Did the Founders of Baha’ism Implement this Principle? – Part 1

1- Baha’is and Compulsory Education

`Abdu’l-Bahā had insisted that all people everywhere should be educated using the exact same manner and system:

“It is necessary that the guidelines and laws of education be the same [everywhere] so that all humankind are given the same education. This means education and nurturing must be the same in all schools. All elements and methods must be the same.”

Reference: `Abdu’l-Bahā, Khaṭābāt (Tehran), vol. 2, p. 148.

This method has not been implemented in Baha’i communities to any extent. Baha’is receive the same tutoring and education that all non-Baha’is receive. There exists no compulsion nor equality in the methods and degrees of education a Baha’i receives. Since this teaching is completely impractical using the aforementioned format, `Abdu’l-Bahā changed his mind and announced that there is no need for equal methods and degrees of education for all, rather education must be according to capacity:

“Among other teachings and principles Bahā’u’llāh counsels the education of all members of society. No individual should be denied or deprived of intellectual training, although each should receive according to capacity. None must be left in the grades of ignorance, for ignorance is a defect in the human world. All mankind must be given a knowledge of science and philosophy—that is, as much as may be deemed necessary. All cannot be scientists and philosophers, but each should be educated according to his needs and deserts.”

Reference: `Abdu’l-Bahā, The Promulgation of Universal Peace, p.108.
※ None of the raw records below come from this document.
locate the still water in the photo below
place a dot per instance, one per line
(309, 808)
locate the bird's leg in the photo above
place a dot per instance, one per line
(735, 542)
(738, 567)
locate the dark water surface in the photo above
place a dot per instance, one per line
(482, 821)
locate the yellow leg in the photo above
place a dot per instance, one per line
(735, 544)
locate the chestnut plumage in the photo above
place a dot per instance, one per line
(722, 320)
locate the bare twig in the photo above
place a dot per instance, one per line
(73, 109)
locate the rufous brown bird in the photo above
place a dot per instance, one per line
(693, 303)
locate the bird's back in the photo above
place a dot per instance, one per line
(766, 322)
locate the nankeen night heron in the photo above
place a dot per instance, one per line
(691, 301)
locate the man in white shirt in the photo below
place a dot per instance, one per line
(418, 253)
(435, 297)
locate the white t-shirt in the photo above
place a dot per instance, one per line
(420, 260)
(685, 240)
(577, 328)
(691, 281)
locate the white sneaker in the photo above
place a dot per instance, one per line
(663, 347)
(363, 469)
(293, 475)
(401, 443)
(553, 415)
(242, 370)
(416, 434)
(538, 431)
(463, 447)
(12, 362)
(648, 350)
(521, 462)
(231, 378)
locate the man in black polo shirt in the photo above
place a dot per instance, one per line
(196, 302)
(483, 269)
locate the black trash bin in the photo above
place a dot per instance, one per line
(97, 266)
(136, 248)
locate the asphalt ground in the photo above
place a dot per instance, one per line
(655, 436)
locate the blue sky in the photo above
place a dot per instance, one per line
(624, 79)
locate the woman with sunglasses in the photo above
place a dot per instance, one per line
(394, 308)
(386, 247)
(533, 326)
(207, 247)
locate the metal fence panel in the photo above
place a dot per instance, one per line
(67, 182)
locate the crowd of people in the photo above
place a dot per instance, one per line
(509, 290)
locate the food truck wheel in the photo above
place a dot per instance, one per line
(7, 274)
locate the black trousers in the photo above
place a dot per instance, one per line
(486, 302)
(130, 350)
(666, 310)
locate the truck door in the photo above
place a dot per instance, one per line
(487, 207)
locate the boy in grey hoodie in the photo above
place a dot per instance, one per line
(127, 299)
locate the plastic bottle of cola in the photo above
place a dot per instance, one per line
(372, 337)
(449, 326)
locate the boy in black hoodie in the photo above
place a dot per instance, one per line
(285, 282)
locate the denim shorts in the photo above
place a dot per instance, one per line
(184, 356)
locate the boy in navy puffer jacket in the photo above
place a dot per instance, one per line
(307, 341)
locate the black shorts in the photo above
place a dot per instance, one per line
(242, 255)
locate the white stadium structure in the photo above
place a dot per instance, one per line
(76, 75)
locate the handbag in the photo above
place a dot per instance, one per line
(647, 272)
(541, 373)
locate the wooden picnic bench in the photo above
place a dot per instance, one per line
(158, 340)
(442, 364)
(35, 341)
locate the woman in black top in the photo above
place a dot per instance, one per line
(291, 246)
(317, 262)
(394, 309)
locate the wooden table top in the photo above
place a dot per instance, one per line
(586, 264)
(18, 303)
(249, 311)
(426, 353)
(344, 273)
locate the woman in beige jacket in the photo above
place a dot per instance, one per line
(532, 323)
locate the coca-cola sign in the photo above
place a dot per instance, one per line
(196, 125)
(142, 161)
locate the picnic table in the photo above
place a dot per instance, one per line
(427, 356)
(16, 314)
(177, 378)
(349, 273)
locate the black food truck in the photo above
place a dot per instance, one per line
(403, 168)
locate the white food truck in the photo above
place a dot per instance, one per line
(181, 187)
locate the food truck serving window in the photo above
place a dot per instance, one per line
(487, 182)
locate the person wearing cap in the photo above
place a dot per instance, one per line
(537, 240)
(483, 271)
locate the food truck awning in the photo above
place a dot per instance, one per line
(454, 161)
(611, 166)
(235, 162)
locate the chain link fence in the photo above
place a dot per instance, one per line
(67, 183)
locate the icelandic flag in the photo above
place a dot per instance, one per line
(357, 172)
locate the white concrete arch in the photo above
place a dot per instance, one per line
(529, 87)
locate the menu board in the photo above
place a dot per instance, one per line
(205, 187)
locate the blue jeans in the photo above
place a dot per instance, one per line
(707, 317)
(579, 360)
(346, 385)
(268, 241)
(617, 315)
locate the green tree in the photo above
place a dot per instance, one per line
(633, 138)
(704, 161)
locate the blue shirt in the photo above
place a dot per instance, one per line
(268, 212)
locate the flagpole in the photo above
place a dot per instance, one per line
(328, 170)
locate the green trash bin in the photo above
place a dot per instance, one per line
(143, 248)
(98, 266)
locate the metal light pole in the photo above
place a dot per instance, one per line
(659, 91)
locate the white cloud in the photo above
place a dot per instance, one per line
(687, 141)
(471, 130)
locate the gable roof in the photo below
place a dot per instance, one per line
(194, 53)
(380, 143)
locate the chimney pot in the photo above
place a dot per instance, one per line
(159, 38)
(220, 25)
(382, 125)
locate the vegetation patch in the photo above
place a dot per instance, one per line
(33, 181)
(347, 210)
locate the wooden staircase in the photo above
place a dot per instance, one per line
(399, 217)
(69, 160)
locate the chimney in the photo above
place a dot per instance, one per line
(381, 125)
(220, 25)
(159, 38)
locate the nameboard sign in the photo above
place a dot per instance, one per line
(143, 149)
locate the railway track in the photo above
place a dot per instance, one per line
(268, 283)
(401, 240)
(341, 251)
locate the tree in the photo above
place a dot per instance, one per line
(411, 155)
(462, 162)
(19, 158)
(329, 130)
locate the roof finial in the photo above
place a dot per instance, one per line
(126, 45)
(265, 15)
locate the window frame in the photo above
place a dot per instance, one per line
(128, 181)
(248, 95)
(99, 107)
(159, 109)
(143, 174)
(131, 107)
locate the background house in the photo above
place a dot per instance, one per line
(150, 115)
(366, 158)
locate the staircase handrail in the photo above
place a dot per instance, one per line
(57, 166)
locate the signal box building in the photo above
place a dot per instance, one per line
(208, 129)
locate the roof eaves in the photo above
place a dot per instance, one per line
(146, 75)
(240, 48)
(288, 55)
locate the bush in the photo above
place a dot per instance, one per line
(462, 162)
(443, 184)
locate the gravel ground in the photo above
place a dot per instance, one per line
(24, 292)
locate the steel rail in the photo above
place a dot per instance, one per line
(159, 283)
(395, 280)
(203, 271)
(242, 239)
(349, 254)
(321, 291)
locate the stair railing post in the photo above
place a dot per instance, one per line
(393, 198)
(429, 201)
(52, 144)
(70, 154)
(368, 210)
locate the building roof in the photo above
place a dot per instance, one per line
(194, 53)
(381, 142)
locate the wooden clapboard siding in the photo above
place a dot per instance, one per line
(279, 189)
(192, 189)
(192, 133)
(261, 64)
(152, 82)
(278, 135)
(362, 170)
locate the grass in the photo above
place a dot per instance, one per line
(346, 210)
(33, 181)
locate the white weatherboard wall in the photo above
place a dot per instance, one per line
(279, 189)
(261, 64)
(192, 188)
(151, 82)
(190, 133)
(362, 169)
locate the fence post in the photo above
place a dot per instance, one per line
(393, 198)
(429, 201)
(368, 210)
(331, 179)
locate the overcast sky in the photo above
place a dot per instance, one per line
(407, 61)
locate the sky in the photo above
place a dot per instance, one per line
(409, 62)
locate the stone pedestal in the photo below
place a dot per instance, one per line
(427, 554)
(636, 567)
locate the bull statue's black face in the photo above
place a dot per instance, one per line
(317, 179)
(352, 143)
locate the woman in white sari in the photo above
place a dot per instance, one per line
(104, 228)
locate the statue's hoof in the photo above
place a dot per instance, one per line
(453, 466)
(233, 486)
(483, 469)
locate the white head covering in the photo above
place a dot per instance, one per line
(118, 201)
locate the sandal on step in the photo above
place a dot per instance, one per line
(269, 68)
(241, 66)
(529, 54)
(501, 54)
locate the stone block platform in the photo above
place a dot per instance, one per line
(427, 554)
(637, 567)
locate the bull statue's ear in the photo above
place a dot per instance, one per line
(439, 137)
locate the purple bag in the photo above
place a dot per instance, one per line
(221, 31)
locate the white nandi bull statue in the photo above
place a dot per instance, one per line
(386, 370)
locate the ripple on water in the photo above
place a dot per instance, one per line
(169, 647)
There is nothing exciting or outstanding about this order. All systems of education have been and still are based on the capacity of the student. How `Abdu’l-Bahā hadn’t come by this order in the first place—with all his superhuman knowledge—is a question that the Baha’is must answer.

 

2- The Bābī Meaning of Education

The predecessor of Bahā’u’llāh, had he succeeded in spreading his creed, would have limited education to a few mere topics uttered in his own books.

For he had

A. given orders to destroy all non-Bābī books.

“Chapter six of the sixth unit which is about destroying all books but those that have been written or will be written about this order (meaning the Bab’s creed),”

Reference: The Bāb, Farsi Bayān, unit 6, chap. 6.

B. Prohibited teaching anything but the Bayān.

“Teaching a book other than the book of Bayān is not allowed unless it has in it what is related to theology (kalām). [Teaching] those [sciences] which have been invented such as logic (manṭiq), principles [of Jurisprudence] (uṣūl), and other [sciences], is not permitted for those who have faith,”

Reference: The Bāb, Farsi Bayān, unit 4, chap. 10.

C. Prohibited owning more than nineteen books.

“You have been prohibited in the Bayān from having more than nineteen books. If you do so, you will be fined 19 mithqāls of gold,”

Reference: The Bāb, Arabic Bayān, unit 11, chap. 7.

D. The leader of a creed that goes about claiming that a single letter from these laws is more dear to him than everything that is in the skies and the earth, cannot exactly boast about being a promoter of education.

“I [swear by] He who in His hand is my soul and my essence, a single letter from the Bayān is dearer to me than everything that is in the heavens and the earth,”

Reference: Asad-Allāh Fāḍil Māzandarānī, Asrār al-āthār khuṣūṣī, vol. 5, p. 333.